[hibernate-dev] [HV/HSEARCH] Free form

Tue Feb 7 10:36:38 EST 2017

This conversation is starting to get a bit complex, so I'll try to organize
my answers:

# Applying the same solution to HV and HSearch

@Emmanuel: right, I didn't see you were also talking about HV. I was only
considering the HSearch case.

I think I agree with you both, HV and HSearch are a bit different and we
certainly cannot share the whole code.
Some principles could probably be shared, such as the abstraction over
accessing the input type with Emmanuel's "StructureTraverser".
But the traversal algorithms are probably very different. And in fact,
these traversals are at the core of each project's purpose, so it may not
be a good idea to try to make them "more similar".

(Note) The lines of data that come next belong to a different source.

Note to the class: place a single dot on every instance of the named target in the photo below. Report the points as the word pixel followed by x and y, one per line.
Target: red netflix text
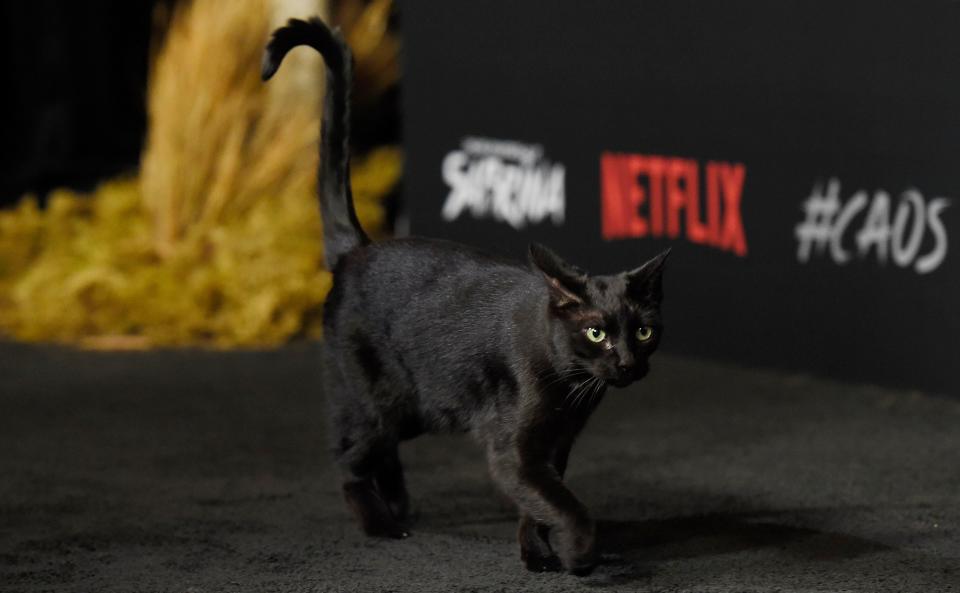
pixel 649 196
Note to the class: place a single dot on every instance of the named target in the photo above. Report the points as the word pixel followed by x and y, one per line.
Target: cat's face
pixel 607 326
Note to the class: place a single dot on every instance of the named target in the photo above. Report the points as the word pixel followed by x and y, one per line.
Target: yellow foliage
pixel 218 241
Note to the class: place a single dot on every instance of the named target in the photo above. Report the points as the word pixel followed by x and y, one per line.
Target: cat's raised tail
pixel 341 230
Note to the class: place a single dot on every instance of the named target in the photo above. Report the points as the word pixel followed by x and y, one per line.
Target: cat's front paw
pixel 575 546
pixel 536 562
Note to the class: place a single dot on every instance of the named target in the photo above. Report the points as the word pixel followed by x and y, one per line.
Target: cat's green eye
pixel 595 335
pixel 644 333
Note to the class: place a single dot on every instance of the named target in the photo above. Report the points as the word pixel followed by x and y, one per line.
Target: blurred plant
pixel 218 241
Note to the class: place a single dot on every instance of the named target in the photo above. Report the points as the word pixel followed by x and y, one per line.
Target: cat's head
pixel 609 325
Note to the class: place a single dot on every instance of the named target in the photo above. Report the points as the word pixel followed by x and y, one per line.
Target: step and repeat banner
pixel 801 159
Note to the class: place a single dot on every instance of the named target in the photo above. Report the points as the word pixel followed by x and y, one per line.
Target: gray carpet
pixel 198 471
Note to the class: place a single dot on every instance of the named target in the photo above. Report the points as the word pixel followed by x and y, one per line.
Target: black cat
pixel 429 336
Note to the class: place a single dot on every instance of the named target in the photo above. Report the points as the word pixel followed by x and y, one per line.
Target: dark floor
pixel 200 472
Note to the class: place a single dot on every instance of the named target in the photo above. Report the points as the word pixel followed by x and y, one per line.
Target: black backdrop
pixel 798 94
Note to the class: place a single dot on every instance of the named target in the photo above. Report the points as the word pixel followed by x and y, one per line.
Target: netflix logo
pixel 658 196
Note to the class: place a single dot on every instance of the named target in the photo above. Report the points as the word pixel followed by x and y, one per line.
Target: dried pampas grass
pixel 217 242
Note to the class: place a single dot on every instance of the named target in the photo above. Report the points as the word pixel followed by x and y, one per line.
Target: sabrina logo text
pixel 503 180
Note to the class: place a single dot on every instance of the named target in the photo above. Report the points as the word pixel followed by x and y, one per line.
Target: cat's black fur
pixel 431 336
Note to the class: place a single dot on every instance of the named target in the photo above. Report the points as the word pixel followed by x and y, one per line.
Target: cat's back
pixel 426 280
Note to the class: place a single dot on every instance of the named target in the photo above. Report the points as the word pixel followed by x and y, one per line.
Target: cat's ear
pixel 645 284
pixel 565 281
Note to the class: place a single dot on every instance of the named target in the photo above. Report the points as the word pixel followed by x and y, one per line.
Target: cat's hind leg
pixel 391 485
pixel 366 463
pixel 535 550
pixel 366 453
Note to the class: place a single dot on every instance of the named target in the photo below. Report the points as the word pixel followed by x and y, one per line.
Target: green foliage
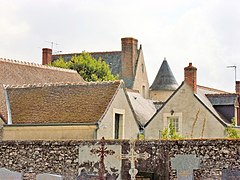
pixel 89 68
pixel 231 132
pixel 170 133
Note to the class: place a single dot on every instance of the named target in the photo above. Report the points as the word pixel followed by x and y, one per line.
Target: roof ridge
pixel 102 52
pixel 221 94
pixel 61 84
pixel 35 65
pixel 212 89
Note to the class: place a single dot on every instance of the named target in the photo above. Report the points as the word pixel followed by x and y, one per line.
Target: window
pixel 118 126
pixel 174 121
pixel 176 118
pixel 143 91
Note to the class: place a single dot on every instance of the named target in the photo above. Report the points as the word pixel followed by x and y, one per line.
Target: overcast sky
pixel 204 32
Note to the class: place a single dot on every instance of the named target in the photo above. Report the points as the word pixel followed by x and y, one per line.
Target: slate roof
pixel 61 103
pixel 165 79
pixel 112 58
pixel 14 72
pixel 18 73
pixel 201 95
pixel 222 99
pixel 143 108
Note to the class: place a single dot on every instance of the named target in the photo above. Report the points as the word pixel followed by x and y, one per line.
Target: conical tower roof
pixel 164 79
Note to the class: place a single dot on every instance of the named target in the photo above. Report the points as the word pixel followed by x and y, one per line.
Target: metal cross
pixel 133 157
pixel 102 152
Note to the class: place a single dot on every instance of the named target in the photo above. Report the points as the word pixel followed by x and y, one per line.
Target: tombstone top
pixel 230 174
pixel 185 162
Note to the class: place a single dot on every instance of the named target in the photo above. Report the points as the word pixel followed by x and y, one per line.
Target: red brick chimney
pixel 237 87
pixel 190 77
pixel 46 56
pixel 129 58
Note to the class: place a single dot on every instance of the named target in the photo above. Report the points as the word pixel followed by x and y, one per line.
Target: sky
pixel 204 32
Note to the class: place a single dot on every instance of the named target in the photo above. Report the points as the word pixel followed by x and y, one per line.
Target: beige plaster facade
pixel 195 120
pixel 128 125
pixel 141 79
pixel 53 132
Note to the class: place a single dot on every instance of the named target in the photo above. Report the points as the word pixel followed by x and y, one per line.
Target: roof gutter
pixel 8 107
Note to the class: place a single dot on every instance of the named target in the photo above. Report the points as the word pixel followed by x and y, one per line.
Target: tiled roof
pixel 165 79
pixel 14 72
pixel 60 103
pixel 143 108
pixel 112 58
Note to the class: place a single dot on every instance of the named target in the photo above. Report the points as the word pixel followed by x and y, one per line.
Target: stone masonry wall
pixel 61 157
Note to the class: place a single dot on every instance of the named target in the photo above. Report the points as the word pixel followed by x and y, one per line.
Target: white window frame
pixel 172 115
pixel 121 112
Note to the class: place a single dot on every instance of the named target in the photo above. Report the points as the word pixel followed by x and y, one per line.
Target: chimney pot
pixel 237 87
pixel 190 77
pixel 129 58
pixel 46 56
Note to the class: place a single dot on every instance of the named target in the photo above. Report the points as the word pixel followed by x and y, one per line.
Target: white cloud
pixel 204 32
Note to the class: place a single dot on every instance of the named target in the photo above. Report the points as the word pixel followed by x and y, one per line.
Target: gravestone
pixel 185 164
pixel 99 161
pixel 46 176
pixel 228 174
pixel 133 156
pixel 10 175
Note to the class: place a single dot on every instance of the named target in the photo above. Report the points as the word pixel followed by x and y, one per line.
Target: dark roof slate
pixel 19 73
pixel 61 103
pixel 222 99
pixel 112 58
pixel 165 79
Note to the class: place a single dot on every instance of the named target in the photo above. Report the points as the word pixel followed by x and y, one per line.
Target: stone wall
pixel 61 157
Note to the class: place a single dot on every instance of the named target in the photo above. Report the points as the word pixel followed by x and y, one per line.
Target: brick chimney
pixel 129 58
pixel 46 56
pixel 237 87
pixel 190 77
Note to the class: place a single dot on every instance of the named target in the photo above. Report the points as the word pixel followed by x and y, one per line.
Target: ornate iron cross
pixel 133 157
pixel 102 152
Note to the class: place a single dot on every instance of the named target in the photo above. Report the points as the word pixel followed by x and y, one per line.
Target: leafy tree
pixel 89 68
pixel 170 133
pixel 231 131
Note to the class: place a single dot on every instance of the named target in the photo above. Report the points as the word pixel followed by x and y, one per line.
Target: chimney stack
pixel 237 87
pixel 129 58
pixel 190 77
pixel 46 56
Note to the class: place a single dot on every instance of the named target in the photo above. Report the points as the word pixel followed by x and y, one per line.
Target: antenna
pixel 235 69
pixel 52 43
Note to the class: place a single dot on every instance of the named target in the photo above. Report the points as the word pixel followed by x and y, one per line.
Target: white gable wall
pixel 119 105
pixel 194 119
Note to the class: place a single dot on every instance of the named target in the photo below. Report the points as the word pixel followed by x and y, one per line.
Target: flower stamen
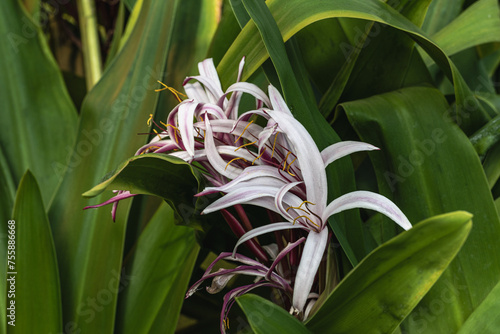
pixel 259 155
pixel 305 218
pixel 274 143
pixel 247 144
pixel 157 134
pixel 300 206
pixel 172 90
pixel 288 168
pixel 233 160
pixel 175 128
pixel 245 129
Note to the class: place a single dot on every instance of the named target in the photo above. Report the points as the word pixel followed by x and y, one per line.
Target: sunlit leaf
pixel 388 283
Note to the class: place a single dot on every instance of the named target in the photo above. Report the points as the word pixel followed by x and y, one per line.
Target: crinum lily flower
pixel 299 191
pixel 271 276
pixel 206 101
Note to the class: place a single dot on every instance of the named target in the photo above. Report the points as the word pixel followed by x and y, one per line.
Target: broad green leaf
pixel 478 24
pixel 117 34
pixel 156 174
pixel 130 4
pixel 440 13
pixel 427 166
pixel 159 275
pixel 38 124
pixel 491 165
pixel 486 137
pixel 36 277
pixel 388 59
pixel 112 115
pixel 485 319
pixel 227 30
pixel 266 317
pixel 383 289
pixel 7 194
pixel 248 42
pixel 299 97
pixel 89 36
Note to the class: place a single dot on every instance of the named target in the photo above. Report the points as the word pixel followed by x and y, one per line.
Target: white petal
pixel 309 263
pixel 308 156
pixel 367 200
pixel 195 91
pixel 214 158
pixel 251 89
pixel 255 232
pixel 343 148
pixel 248 174
pixel 185 120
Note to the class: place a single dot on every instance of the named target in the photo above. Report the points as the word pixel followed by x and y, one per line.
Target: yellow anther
pixel 175 132
pixel 288 168
pixel 274 144
pixel 172 90
pixel 233 160
pixel 300 206
pixel 307 219
pixel 259 156
pixel 149 149
pixel 284 164
pixel 157 134
pixel 247 144
pixel 245 129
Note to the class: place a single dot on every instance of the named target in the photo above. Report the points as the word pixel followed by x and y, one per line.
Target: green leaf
pixel 478 24
pixel 266 317
pixel 7 194
pixel 159 275
pixel 306 12
pixel 382 290
pixel 112 115
pixel 38 118
pixel 491 165
pixel 427 166
pixel 485 319
pixel 440 13
pixel 160 175
pixel 298 95
pixel 486 137
pixel 36 282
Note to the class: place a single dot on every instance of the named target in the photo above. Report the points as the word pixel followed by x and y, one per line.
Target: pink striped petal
pixel 367 200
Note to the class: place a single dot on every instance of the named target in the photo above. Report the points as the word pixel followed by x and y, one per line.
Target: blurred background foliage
pixel 420 79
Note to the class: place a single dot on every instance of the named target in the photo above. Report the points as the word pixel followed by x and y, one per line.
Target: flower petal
pixel 367 200
pixel 309 263
pixel 251 89
pixel 215 159
pixel 308 156
pixel 255 232
pixel 185 120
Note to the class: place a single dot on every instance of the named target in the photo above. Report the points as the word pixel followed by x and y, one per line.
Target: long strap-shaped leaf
pixel 428 167
pixel 296 88
pixel 293 15
pixel 37 293
pixel 113 113
pixel 382 290
pixel 38 119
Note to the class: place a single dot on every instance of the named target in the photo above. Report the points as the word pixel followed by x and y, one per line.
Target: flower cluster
pixel 276 166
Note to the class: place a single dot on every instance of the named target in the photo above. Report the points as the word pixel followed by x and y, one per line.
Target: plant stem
pixel 90 42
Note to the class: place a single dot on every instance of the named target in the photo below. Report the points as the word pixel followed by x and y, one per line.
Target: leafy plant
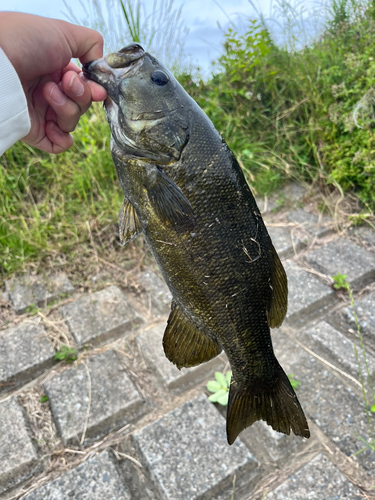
pixel 339 282
pixel 67 354
pixel 294 382
pixel 220 388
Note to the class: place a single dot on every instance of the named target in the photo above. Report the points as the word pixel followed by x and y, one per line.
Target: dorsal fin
pixel 279 283
pixel 130 225
pixel 186 345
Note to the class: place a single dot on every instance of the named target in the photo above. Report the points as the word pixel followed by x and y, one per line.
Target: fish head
pixel 145 104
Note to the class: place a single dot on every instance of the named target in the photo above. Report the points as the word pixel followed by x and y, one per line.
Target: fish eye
pixel 159 78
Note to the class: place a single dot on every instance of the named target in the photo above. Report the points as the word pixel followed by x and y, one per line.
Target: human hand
pixel 40 50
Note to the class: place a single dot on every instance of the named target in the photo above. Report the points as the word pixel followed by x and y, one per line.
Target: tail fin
pixel 278 406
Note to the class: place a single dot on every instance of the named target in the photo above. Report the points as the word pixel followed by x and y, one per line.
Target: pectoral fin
pixel 130 226
pixel 184 344
pixel 279 284
pixel 169 202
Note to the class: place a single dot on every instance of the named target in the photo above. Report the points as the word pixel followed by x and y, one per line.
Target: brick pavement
pixel 130 425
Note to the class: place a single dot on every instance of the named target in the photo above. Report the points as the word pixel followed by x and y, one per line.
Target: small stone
pixel 311 223
pixel 365 309
pixel 306 293
pixel 150 343
pixel 111 394
pixel 344 257
pixel 330 403
pixel 25 352
pixel 284 242
pixel 318 480
pixel 37 291
pixel 157 298
pixel 187 454
pixel 100 316
pixel 329 342
pixel 96 479
pixel 18 457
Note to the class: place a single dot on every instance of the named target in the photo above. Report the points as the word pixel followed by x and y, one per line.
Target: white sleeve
pixel 14 115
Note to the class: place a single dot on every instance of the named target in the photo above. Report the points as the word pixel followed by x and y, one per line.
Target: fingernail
pixel 57 96
pixel 76 86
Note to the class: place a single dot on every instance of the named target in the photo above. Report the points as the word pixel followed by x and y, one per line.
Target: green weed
pixel 67 354
pixel 294 382
pixel 220 388
pixel 32 309
pixel 368 395
pixel 339 282
pixel 305 113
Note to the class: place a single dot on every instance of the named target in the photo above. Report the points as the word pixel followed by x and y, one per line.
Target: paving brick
pixel 157 298
pixel 114 400
pixel 365 310
pixel 311 223
pixel 202 465
pixel 25 352
pixel 37 291
pixel 268 445
pixel 344 257
pixel 96 479
pixel 331 404
pixel 99 316
pixel 150 343
pixel 18 457
pixel 286 245
pixel 306 293
pixel 318 480
pixel 336 348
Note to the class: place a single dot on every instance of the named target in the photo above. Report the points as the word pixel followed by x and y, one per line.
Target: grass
pixel 368 394
pixel 299 112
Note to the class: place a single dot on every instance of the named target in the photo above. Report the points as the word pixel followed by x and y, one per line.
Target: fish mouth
pixel 108 70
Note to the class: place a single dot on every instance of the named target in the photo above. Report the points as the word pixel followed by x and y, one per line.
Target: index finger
pixel 85 44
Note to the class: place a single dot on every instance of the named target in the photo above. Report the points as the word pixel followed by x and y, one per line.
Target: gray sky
pixel 203 42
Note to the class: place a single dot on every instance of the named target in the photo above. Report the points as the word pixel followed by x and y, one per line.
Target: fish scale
pixel 185 191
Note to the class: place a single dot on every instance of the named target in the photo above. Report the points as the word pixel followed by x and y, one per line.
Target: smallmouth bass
pixel 185 191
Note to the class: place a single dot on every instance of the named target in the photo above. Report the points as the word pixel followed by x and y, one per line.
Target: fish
pixel 185 191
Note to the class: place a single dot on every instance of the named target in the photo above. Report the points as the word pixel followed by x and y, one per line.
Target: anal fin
pixel 129 226
pixel 186 345
pixel 279 283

# The requirements for HSearch

@Emmanuel: we didn't take much notes, but we did draw a diagram of the
target architecture:

https://drive.google.com/a/redhat.com/file/d/0B_z-zSf_hJiZam
JkZFBlNG5CeDQ/view?usp=sharing

When you shared your recordings/pictures, I asked for the write permission
on the shared folder to put the diagram, but you probably haven't had time
yet.

If I remember correctly, here were the main requirements:

   - Separate the source data traversal from the actual output format.
      - This will help when implementing different indexing services
      (Elasticsearch, Solr): we don't want to assume anything about the target
      format.
   - Make the implementation of JGroups/JMS as simple as possible.
      - In these case, we don't really want to build documents, we just
      want to transform the entity to a serializable object, and reduce the
      information to transmit over the network to a minimum.
      - Ideally, we'd just want to "record" the output of the traversal,
      transmit this recording to the master node, and leave the master node
      replay it to build a document. This would have the added benefit of not
      requiring any knowledge of the underlying technology (Lucene/ES/Solr) on
      the client side.
   - Requirements on the "mapping tree" (I'm not absolutely sure about
   those, Sanne may want to clarify):
      - “depth” and navigational graph to be pre-computed: tree of valid
      fields and options to be known in advance.
      - Immutable, threadsafe, easy to inspect/walk mapping tree
      - And on my end (I think Sanne shared this concern, but I may be
      wrong): query metadata as little as possible at runtime.

# More info on my snippet

@Gunnar: you asked for some client code, but I'm not sure it'll be very
explicit. The only client-facing interface (as far as document building
goes) is EntityDocumentConverter.
So, the parts of the application that need to convert an entity to a
document will do something like that:

    EntityDocumentConverter<E, D> converter = indexManager.getEntityDocument
Converter();
    D document = converter.convert( entity );
    indexManager.performOperation( newAddOperation( document ) );

The idea behind this was to make runtime code as simple as possible, and
move the complexity to the bootstrapping.
Basically, when you call converter.convert, it will delegate to
ValueProcessors, which will extract information from the entity and inject
it into the DocumentBuilder. What is extracted, and how to extract it, is
completely up to the ValueProcessor.
This means that, when bootstrapping, a tree of ValueProcessors will be
built according to the metadata. For instance when a @Field is encountered,
we build an appropriate ValueProcessor (potentially nesting multiple ones
if we want to keep matters separate: one for extracting the property's
value, one for transforming this value using a bridge). When an
@IndexedEmbedded is encountered, we build a different ValueProcessor. And
so on.
Here is an (admittedly very simple) example of what it'd look like in the
metadata processor;

  List<ValueProcessor> collectedProcessors = new ArrayList<>();
  for ( XProperty property : properties ) {
    Field fieldAnnotation = property.getAnnotation( Field.class );
    if ( fieldAnnotation != null ) {
      ValueProcessor fieldBridgeProcessor = createFieldBridgeProcessor(
property.getType(), fieldAnnotation );
      ValueProcessor propertyProcessor = new JavaPropertyProcessor(
property, fieldBridgeProcessor ); // The value of the property will be
passed to the fieldBridgeProcessor at runtime
      collectedProcessor.add( propertyProcessor );
    }
  }
  ValueProcessor rootProcessor = new CompositeProcessor(
collectedProcessors );
  return new EntityDocumentConverter( rootProcessor,
indexManagerType.getDocumentBuilder() )

The actual code will obviously be more complex, first because we need to
support much more features than just @Field, but also because the
createFieldBridgeProcessor() method needs to somehow build backend-specific
metadata based on the nature of the field. But I think the snippet captures
the spirit.

# Summary

Thinking about it a little, there's a different focus in our solutions.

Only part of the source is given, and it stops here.